GAIA all-sky map
You can find this application in the demos
folder of your Jupyter notebook environment.
- gaia_all_sky_map.ipynb
Plot a 2D histogram with GAIA data
Some datasets are too large to store on any single computer. To analyze such datasets, scientists need ways to work with distributed filesystems. Apache Spark is one engine to deal with such big data.

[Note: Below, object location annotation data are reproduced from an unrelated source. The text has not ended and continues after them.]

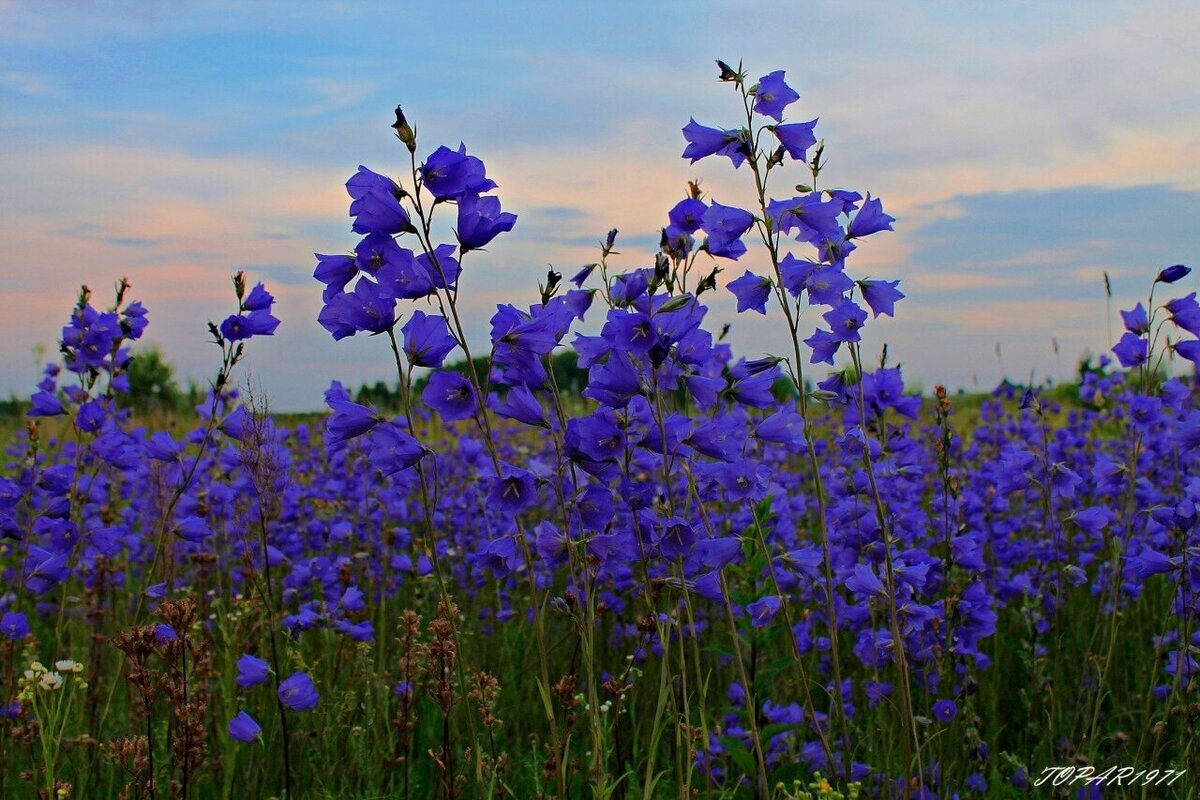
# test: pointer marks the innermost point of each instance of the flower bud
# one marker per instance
(403, 131)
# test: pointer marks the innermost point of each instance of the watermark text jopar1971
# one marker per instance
(1109, 776)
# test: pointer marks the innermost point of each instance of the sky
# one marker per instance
(1024, 148)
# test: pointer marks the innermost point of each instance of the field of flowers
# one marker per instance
(711, 575)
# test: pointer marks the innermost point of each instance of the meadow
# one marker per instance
(696, 573)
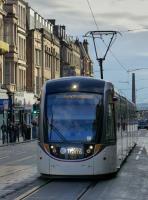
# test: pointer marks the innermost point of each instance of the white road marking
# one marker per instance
(20, 153)
(27, 193)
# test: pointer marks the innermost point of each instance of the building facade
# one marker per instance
(4, 47)
(69, 52)
(43, 55)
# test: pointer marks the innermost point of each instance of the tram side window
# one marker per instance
(110, 131)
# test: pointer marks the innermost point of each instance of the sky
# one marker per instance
(130, 49)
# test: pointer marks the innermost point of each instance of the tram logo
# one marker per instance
(71, 151)
(74, 151)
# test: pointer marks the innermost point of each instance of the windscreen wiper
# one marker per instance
(53, 127)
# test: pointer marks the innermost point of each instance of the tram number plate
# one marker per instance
(74, 151)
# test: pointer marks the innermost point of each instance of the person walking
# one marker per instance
(16, 130)
(4, 130)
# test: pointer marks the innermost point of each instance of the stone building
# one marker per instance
(4, 48)
(43, 55)
(15, 34)
(69, 52)
(86, 62)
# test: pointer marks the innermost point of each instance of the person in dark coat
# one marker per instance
(16, 130)
(4, 132)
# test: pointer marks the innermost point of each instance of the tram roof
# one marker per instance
(77, 83)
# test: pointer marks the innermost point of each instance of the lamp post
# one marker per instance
(133, 81)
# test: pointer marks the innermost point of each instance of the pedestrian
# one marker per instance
(24, 131)
(16, 130)
(4, 134)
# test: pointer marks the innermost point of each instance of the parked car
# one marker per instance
(143, 124)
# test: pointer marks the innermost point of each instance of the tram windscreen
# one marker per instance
(71, 117)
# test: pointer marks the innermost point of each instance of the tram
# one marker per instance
(85, 128)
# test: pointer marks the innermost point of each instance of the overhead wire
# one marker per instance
(93, 16)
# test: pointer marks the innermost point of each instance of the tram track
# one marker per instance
(90, 186)
(30, 192)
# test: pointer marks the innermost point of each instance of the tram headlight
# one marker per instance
(98, 148)
(89, 149)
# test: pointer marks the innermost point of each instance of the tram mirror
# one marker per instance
(115, 99)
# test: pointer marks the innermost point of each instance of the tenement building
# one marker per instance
(43, 55)
(4, 49)
(69, 52)
(15, 32)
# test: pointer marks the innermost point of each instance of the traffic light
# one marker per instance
(36, 108)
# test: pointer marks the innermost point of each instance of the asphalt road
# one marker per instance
(19, 178)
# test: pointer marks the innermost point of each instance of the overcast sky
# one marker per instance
(130, 49)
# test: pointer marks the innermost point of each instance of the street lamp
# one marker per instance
(10, 94)
(137, 69)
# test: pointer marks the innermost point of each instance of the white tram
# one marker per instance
(85, 129)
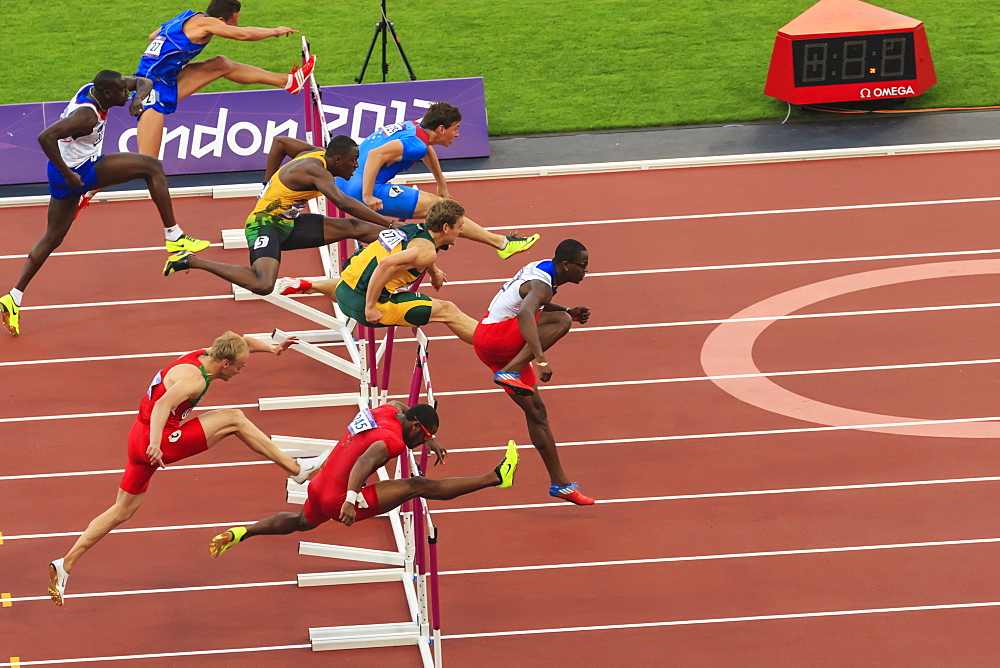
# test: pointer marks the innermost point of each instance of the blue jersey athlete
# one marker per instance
(167, 62)
(393, 149)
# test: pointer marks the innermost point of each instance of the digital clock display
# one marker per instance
(854, 59)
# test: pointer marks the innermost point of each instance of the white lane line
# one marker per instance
(607, 274)
(160, 655)
(613, 221)
(724, 620)
(560, 566)
(166, 590)
(103, 251)
(561, 504)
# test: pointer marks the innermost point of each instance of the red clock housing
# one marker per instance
(848, 50)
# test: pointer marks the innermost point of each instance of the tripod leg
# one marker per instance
(379, 30)
(402, 54)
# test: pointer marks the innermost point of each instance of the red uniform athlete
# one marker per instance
(519, 326)
(339, 492)
(160, 436)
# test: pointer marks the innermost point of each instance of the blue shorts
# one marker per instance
(57, 183)
(397, 201)
(163, 97)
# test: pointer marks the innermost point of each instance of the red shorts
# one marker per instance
(325, 501)
(498, 343)
(178, 443)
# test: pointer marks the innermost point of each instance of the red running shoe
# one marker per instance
(570, 493)
(297, 77)
(291, 286)
(512, 381)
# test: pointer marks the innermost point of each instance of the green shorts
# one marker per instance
(405, 309)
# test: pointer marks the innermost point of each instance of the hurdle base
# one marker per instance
(351, 577)
(352, 553)
(364, 635)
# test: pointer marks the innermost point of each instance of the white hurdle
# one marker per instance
(408, 564)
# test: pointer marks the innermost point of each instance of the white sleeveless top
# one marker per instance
(77, 151)
(507, 303)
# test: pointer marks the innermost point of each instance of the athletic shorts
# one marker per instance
(325, 501)
(57, 182)
(397, 201)
(268, 235)
(163, 97)
(498, 343)
(405, 309)
(178, 443)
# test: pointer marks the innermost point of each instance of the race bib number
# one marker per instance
(391, 238)
(154, 47)
(363, 421)
(389, 130)
(157, 379)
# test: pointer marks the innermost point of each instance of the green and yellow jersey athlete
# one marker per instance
(369, 286)
(277, 223)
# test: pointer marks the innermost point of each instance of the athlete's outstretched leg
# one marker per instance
(259, 279)
(220, 423)
(125, 506)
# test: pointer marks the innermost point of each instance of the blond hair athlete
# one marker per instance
(162, 434)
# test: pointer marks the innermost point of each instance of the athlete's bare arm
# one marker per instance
(141, 86)
(375, 456)
(534, 295)
(419, 255)
(386, 154)
(322, 181)
(182, 382)
(200, 29)
(281, 148)
(258, 346)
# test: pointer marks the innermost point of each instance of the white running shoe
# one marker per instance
(57, 581)
(308, 466)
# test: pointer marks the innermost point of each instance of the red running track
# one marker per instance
(727, 533)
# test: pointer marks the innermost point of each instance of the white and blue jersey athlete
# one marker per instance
(80, 153)
(163, 59)
(397, 201)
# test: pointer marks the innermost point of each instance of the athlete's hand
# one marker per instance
(73, 180)
(439, 452)
(437, 277)
(135, 107)
(155, 456)
(278, 348)
(347, 513)
(580, 313)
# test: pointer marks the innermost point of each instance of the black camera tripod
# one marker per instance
(383, 28)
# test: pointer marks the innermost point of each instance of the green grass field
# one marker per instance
(548, 66)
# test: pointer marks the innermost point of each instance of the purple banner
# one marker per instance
(230, 132)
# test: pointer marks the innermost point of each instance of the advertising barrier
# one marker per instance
(231, 132)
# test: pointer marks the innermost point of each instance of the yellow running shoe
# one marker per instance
(187, 243)
(226, 540)
(177, 262)
(8, 314)
(507, 466)
(516, 245)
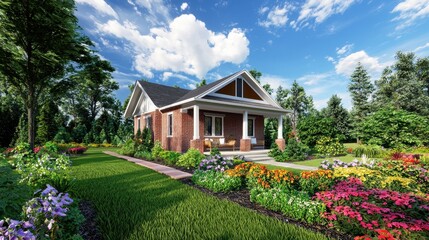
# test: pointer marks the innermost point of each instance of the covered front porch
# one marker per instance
(230, 128)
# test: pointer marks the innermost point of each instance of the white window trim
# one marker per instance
(253, 120)
(168, 125)
(146, 120)
(213, 116)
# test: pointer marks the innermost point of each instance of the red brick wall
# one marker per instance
(183, 128)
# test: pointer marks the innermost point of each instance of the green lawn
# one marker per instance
(133, 202)
(295, 171)
(12, 195)
(316, 162)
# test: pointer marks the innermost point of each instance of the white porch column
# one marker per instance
(196, 122)
(280, 128)
(245, 125)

With Camber, you can create a Spark cluster in one line of Python. This tutorial does just that, then uses the cluster to process a large CSV from the GAIA space archive.
Provision a Spark cluster
First, import Camber and instantiate your cluster. This may take a few moments to process.
# provision with LARGE instance
import camber
spark = camber.spark.connect(engine_size="LARGE")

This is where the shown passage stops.